Penulis: Fitri Wulandari
Editor: Malvyandie Haryadi
Laporan Wartawan Tribunnews, Fitri Wulandari
TRIBUNNEWS.COM, ADDIS ABABA - Sekelompok bersenjata telah membunuh lebih dari 60 warga Ethiopia dan membuat 20.000 lainnya mengungsi selama 3 hari, karena dipicu aksi kekerasan bermotif etnis pada akhir Agustus lalu.
Pernyataan ini disampaikan Komisi Hak Asasi Manusia (HAM) negara itu (EHRC) pada Selasa kemarin.
Oromiya yang merupakan rumah bagi kelompok etnis terbesar kedua di Ethiopia (Oromos) dan bagi komunitas lain seperti Amhara telah mengalami peningkatan kasus kekerasan selama dua tahun terakhir.
Baca juga: PBB Serukan Gencatan Senjata di Tengah Pertempuran di Ethiopia Utara
Hal ini dipicu oleh beberapa masalah yakni keluhan dari etnis dan ketegangan politik.
Dikutip dari laman The Daily Star, Rabu (7/9/2022), EHRC yang ditunjuk negara itu untuk menangani masalah HAM ini mengatakan bahwa pertumpahan darah terbaru dimulai pada 29 Agustus lalu.
Saat para pejuang dari Tentara Pembebasan Oromo (OLA) yang berusaha merebut kota Obora, kemudian akhirnya menewaskan 3 orang dari etnis Amhara.
Selama dua hari berikutnya, kata EHRC, orang dari etnis Amhara dan distrik sekitarnya, termasuk dari seberang perbatasan dengan wilayah Amhara melancarkan pembunuhan balasan terhadap Oromos.
"Selama serangan dua hari itu, lebih dari 60 orang tewas dan lebih dari 70 terluka. Selain itu, harta benda dan ternak pun dijarah. Akibat dari serangan itu, lebih dari 20.000 orang mengungsi dan kini berada di kota Obora," kata EHRC yang mengutip informasi dari penduduk dan pejabat setempat.
Perlu diketahui, kekerasan di Oromiya ternyata berbeda dengan konflik yang terjadi di wilayah utara Tigray yang melibatkam tentara federal Ethiopia dengan pasukan yang setia kepada Front Pembebasan Rakyat Tigray (TPLF).
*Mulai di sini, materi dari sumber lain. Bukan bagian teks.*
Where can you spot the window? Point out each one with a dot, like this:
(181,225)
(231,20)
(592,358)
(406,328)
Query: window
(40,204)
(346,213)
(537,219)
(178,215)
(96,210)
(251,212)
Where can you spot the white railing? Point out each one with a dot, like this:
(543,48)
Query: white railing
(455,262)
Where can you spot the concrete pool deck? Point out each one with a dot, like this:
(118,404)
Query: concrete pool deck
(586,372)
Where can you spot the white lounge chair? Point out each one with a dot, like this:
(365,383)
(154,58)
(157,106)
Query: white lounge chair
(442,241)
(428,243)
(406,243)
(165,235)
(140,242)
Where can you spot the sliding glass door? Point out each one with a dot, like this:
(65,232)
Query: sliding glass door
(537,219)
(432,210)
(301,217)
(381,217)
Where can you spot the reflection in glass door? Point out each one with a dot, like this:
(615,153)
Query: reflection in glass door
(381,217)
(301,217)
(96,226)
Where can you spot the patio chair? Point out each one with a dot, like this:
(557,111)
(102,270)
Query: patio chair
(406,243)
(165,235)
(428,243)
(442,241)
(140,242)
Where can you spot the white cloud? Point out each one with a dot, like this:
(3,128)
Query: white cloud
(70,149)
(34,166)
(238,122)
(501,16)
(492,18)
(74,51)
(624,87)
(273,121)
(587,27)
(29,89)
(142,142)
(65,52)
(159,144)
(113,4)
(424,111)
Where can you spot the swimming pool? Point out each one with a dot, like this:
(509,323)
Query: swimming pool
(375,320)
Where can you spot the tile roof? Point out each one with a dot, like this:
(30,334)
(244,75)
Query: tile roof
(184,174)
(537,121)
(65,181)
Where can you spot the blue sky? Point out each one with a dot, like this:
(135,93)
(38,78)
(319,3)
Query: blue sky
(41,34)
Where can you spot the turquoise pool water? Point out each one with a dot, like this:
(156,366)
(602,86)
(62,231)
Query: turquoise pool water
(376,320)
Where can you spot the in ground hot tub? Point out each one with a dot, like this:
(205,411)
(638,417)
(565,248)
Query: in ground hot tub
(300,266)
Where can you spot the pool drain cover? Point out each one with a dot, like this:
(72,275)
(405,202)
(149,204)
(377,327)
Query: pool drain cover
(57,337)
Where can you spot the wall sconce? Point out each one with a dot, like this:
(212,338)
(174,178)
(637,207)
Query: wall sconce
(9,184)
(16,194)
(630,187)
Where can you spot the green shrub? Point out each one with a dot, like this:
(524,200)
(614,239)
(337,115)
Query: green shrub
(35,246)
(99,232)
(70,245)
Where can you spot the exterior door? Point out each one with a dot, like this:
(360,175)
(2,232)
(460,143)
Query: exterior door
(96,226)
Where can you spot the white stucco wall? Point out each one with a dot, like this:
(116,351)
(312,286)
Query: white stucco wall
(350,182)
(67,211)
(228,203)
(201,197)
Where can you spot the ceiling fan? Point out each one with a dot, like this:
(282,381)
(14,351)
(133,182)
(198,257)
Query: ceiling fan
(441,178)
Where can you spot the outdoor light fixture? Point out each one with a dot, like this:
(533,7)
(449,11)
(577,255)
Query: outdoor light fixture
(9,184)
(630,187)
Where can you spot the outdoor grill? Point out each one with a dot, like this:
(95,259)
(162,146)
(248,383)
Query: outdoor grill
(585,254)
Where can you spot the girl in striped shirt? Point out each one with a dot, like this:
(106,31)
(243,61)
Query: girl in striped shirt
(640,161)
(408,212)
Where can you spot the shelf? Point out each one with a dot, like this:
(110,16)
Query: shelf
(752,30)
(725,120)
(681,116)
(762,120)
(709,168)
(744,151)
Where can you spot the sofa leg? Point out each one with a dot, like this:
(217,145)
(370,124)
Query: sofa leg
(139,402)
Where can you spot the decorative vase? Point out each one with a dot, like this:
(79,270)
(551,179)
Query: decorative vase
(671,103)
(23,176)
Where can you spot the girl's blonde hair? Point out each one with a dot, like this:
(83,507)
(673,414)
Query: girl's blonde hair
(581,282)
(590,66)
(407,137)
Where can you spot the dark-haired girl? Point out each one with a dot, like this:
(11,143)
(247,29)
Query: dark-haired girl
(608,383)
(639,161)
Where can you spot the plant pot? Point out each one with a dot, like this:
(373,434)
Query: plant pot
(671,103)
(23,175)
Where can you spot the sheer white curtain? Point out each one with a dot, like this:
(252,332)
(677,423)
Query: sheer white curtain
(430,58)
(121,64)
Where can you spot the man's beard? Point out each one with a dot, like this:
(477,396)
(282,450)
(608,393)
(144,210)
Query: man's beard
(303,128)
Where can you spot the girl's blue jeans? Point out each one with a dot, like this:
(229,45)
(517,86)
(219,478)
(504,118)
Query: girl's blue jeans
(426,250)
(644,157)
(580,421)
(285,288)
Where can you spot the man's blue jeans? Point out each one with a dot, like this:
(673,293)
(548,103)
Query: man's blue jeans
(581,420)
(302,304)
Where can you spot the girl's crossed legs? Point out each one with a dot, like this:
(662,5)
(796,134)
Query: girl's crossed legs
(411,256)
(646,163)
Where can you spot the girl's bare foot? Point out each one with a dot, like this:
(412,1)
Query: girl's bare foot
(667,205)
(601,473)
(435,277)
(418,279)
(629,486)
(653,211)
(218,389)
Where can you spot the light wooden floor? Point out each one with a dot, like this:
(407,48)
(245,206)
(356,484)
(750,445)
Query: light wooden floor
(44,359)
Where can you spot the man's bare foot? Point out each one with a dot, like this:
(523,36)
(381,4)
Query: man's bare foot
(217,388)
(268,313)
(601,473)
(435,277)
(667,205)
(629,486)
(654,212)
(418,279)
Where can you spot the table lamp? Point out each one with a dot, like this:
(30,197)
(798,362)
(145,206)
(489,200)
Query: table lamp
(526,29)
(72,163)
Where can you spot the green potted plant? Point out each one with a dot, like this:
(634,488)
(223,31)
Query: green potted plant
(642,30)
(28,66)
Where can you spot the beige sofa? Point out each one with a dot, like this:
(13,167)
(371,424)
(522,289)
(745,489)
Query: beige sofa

Baca juga: 260 Warga Sipil Tewas dalam Serangan Etnis di Oromia Ethiopia
Namun, kedua krisis tersebut berakar pada keluhan dan persaingan yang terjadi selama beberapa dekade sejarah penuh gejolak Ethiopia.
Konflik ini pun diperburuk oleh perkembangan politik negara itu dalam beberapa tahun terakhir.
TPLF dan OLA membentuk aliansi pada tahun lalu, langkah ini tentu saja menjadi sorotan pemerintah yang kemudian mengintensifkan tindakan keras terhadap kelompok bersenjata Oromiya.
Sebelum konflik pecah, keluarga Oromo telah lama mengeluhkan marginalisasi dan pengabaian yang dilakukan oleh pemerintah pusat Ethiopia.
Mereka berharap nasib mereka akan membaik setelah membantu Perdana Menteri (PM) Abiy Ahmed untuk berkuasa.
PM Ahmed merupakan keturunan campuran etnis Oromo dan Amhara.
Namun ternyata banyak yang kecewa dengan kepemimpinan Ahmed, Analis Politik mengatakan bahwa beberapa reformasinya tampaknya telah mendorong para penguasa regional untuk berusaha membangun basis dukungan etnis, terkadang melalui cara-cara kekerasan.